Pennington Biomedical Research Center
OFAS has demonstrated that methionine-restricted (MR) rats live on average 40% longer than their control-fed (CF) counterparts. Interestingly, these animals also have lower body weight and limited fat accumulations despite higher calorie intake per gram of body weight than CF animals. Our observations suggested that MR rats resist fat deposition because they are able to convert excess calories to heat (increased energy expenditure). In collaboration with Pennington Biomedical Research Center, OFAS found that 24-hour energy expenditure was increased in young, adult, and old MR rats. This effect was more pronounced during the “dark cycle” when rodents are more active. Activity of older CF and MR animals was found to be similar, ruling out activity as an explanation for higher energy expenditure. Our data also indicates that MR animals utilize fuel substrates differently and that specific genes associated with energy expenditure are increased relative to CF animals.

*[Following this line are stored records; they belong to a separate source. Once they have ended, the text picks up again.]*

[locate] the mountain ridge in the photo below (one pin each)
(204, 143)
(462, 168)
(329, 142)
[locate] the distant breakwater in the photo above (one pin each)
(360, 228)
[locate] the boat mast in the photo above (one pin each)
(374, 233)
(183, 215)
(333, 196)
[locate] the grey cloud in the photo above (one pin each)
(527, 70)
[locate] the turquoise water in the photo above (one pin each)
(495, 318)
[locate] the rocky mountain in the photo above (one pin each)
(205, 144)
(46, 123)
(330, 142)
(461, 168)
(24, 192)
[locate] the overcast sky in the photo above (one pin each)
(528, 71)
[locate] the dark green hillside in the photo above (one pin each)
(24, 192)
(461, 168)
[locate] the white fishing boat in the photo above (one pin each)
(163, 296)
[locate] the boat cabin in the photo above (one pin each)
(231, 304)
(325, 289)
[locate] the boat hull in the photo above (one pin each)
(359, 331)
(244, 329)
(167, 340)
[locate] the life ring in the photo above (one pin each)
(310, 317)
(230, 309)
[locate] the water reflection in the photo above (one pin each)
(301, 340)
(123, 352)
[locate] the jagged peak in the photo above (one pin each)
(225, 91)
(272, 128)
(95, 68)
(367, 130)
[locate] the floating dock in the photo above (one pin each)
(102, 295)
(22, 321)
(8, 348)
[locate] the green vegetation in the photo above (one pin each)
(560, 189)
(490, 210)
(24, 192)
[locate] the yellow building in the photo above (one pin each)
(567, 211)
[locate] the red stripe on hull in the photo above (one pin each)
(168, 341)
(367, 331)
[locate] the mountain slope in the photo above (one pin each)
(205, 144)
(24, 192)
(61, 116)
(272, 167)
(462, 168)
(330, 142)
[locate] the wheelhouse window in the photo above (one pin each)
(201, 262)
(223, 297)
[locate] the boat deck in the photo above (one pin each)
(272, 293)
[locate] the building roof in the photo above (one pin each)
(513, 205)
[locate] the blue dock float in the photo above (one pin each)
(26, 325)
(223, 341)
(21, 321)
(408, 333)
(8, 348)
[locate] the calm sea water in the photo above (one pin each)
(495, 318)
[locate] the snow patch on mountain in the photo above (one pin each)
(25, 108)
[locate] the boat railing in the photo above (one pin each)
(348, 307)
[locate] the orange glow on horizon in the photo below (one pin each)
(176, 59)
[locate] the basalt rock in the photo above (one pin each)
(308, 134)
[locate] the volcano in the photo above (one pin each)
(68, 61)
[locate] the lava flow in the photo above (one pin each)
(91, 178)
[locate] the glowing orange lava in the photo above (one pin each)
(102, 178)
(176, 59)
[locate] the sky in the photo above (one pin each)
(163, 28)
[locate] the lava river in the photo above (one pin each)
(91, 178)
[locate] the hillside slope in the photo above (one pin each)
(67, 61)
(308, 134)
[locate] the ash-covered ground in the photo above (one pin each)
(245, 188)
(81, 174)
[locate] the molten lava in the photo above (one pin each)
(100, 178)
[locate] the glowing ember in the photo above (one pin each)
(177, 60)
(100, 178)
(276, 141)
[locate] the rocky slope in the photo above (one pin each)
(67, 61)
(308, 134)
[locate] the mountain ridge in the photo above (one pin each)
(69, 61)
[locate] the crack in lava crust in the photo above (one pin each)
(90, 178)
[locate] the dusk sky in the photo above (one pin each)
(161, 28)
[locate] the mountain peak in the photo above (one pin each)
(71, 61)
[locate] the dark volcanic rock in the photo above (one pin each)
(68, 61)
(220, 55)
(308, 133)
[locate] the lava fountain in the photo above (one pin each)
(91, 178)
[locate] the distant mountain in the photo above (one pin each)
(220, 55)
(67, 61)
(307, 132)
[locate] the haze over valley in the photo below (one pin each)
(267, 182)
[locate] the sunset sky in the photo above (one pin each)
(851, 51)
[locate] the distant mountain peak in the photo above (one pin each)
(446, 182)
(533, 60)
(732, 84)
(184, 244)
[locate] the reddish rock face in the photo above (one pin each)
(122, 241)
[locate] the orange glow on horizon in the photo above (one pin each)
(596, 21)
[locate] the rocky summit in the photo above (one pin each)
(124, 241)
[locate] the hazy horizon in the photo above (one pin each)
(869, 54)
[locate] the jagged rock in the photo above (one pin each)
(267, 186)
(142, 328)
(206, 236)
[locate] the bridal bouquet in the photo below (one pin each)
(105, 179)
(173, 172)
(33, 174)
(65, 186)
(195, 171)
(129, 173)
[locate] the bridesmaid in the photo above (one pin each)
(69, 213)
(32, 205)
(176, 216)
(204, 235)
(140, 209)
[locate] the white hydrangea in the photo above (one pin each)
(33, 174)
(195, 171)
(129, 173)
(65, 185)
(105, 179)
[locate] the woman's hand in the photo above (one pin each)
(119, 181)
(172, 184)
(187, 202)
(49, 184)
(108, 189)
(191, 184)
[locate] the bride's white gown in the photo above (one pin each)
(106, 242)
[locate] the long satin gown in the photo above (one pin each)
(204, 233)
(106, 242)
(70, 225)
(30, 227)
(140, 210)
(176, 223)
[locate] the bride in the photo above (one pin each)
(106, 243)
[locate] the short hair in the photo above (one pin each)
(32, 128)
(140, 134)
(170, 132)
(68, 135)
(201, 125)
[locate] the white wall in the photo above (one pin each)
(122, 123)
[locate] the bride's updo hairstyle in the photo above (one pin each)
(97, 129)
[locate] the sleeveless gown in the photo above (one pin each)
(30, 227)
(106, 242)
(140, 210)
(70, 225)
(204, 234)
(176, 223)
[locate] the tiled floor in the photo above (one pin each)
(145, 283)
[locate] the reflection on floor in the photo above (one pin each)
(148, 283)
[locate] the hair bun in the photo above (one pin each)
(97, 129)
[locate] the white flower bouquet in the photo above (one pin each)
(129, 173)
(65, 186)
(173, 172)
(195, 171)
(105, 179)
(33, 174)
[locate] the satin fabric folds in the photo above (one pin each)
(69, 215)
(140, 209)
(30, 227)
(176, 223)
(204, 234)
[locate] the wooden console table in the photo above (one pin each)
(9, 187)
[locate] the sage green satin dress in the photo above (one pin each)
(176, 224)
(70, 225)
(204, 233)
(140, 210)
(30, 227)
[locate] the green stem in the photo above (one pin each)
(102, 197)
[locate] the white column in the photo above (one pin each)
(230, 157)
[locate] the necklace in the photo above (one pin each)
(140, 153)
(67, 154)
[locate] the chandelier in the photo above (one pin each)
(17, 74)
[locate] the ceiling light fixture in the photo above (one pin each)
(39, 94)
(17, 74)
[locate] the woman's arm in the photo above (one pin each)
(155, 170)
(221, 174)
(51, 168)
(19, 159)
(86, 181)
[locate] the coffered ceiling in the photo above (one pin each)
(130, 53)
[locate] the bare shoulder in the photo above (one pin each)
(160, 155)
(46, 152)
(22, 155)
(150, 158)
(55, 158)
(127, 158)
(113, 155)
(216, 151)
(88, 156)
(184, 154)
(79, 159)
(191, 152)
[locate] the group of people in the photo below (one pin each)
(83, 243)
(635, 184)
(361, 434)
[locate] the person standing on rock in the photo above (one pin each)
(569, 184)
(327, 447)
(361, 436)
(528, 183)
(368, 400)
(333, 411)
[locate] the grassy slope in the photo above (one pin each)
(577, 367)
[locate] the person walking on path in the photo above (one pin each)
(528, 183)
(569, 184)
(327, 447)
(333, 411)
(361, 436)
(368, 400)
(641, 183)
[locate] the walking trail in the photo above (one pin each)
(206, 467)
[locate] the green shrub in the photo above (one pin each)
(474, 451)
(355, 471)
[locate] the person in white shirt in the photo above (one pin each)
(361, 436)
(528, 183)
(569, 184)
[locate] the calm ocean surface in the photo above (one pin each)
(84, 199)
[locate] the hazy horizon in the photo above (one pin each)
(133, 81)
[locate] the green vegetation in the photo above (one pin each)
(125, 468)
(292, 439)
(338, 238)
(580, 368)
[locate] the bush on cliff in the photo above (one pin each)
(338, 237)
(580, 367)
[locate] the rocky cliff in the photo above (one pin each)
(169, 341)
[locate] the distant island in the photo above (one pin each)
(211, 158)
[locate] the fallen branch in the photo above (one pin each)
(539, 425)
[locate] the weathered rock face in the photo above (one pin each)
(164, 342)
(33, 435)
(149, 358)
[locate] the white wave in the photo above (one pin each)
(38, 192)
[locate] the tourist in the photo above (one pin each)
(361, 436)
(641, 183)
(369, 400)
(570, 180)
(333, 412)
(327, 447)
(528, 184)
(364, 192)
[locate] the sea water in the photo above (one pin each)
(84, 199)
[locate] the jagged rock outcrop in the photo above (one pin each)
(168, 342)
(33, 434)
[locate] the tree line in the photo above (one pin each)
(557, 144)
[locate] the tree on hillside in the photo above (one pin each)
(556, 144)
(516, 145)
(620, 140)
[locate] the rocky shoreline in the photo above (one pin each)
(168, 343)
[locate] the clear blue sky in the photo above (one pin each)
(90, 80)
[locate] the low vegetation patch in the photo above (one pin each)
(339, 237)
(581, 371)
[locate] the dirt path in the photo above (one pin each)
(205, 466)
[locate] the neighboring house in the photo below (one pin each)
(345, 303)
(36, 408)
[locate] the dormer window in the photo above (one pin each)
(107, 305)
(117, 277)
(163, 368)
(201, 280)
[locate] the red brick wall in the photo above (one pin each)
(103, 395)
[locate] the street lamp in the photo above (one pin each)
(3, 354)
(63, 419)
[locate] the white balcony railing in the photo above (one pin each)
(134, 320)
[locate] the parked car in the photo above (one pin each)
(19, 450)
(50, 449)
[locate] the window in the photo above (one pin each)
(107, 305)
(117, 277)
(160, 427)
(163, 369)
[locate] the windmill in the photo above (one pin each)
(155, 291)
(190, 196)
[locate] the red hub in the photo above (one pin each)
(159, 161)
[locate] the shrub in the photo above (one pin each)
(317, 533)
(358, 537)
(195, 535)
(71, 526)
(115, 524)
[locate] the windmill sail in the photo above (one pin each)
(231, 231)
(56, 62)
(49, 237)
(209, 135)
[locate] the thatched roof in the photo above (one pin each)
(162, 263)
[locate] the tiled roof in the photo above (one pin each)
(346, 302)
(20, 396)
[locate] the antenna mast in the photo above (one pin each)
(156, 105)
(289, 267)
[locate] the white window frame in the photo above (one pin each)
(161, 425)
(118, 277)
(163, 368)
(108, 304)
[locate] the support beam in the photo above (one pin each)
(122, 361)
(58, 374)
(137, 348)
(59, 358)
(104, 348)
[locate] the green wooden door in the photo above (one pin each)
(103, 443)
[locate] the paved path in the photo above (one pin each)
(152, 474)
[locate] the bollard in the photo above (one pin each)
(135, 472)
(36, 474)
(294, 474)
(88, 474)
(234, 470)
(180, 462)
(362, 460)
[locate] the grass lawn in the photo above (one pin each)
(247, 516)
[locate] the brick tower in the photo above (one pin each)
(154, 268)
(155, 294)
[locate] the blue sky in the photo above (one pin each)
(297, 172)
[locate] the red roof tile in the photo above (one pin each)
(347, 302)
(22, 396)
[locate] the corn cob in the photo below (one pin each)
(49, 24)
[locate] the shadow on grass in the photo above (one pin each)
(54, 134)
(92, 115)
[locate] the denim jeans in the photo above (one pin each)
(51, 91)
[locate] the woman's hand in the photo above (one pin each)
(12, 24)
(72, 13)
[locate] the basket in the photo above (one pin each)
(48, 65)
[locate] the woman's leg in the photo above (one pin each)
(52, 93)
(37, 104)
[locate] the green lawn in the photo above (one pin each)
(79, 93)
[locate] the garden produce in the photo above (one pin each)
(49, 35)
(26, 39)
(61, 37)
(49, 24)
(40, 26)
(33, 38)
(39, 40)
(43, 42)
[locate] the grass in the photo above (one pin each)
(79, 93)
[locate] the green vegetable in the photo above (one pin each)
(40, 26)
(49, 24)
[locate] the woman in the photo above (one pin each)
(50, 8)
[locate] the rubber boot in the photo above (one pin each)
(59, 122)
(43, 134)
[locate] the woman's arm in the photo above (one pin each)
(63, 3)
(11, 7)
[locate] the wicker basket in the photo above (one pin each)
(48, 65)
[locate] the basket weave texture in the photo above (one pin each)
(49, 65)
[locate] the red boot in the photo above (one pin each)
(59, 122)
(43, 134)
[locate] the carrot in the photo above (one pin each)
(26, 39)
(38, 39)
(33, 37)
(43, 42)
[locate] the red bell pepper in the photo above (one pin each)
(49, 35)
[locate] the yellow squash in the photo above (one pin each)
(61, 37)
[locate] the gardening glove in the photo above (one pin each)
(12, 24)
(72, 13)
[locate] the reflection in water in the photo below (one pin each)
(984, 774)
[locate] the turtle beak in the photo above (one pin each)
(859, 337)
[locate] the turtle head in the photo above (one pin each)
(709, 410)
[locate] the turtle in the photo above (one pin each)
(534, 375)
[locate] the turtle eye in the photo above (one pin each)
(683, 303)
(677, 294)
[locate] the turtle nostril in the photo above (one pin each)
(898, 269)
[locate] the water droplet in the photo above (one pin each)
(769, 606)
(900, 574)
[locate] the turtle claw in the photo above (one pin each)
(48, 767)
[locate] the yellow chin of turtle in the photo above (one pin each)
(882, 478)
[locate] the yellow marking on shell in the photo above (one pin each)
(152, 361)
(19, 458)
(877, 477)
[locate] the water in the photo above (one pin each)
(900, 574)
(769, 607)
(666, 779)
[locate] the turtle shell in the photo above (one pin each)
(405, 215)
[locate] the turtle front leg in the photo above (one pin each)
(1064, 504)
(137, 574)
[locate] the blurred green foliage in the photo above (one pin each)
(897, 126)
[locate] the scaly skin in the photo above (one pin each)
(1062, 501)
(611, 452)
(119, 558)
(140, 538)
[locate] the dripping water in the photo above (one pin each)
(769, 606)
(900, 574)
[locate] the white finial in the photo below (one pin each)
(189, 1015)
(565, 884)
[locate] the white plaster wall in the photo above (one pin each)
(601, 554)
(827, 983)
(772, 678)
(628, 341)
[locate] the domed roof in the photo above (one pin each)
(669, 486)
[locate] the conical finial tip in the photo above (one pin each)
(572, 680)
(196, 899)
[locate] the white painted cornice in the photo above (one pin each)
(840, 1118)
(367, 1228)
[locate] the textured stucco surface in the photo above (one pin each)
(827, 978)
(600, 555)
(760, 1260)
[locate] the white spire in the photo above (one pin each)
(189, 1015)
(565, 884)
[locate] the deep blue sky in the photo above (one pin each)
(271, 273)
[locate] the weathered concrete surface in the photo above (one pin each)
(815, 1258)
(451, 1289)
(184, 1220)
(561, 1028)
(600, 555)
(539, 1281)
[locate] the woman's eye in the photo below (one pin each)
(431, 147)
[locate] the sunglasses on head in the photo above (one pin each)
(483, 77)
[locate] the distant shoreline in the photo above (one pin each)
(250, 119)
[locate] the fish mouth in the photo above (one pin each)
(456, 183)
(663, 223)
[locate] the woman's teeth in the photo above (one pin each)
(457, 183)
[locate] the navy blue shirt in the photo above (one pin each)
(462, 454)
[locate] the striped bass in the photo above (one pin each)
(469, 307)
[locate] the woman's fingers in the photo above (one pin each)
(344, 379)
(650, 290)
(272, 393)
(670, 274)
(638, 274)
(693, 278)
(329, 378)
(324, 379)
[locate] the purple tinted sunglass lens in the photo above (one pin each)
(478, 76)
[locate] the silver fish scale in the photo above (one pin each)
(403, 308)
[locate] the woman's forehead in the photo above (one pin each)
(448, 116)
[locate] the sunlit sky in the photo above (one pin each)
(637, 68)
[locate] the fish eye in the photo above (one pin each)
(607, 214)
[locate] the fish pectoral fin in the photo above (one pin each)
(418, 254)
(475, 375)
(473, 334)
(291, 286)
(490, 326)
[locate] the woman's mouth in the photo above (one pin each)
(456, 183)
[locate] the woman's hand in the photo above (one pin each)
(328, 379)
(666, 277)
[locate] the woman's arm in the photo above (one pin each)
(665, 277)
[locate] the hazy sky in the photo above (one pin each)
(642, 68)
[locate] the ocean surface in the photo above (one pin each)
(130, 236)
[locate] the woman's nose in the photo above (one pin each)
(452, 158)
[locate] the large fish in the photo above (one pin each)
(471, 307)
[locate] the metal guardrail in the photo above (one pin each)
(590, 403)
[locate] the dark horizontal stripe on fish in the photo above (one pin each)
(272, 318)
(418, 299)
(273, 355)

Having shown the effectiveness of the MR diet in rodents, we chose to examine its effects in humans. We conducted a Phase I Clinical Trial with Pennington using MR in obese human adults meeting the Adult Treatment Panel III (ATP III) criteria for Metabolic Syndrome. The objective of the study was to determine whether the MR diet could reduce weight and thus improve insulin resistance in these subjects. This double-blind, placebo-control study assigned subjects to 16 weeks of either the MR diet, containing 2 mg/kg/day methionine, or a control diet, containing 35 mg/kg/day methionine. Insulin sensitivity, body fat mass, and serum analytes, as well as weight and energy expenditure, were among the parameters used to monitor MR-induced changes.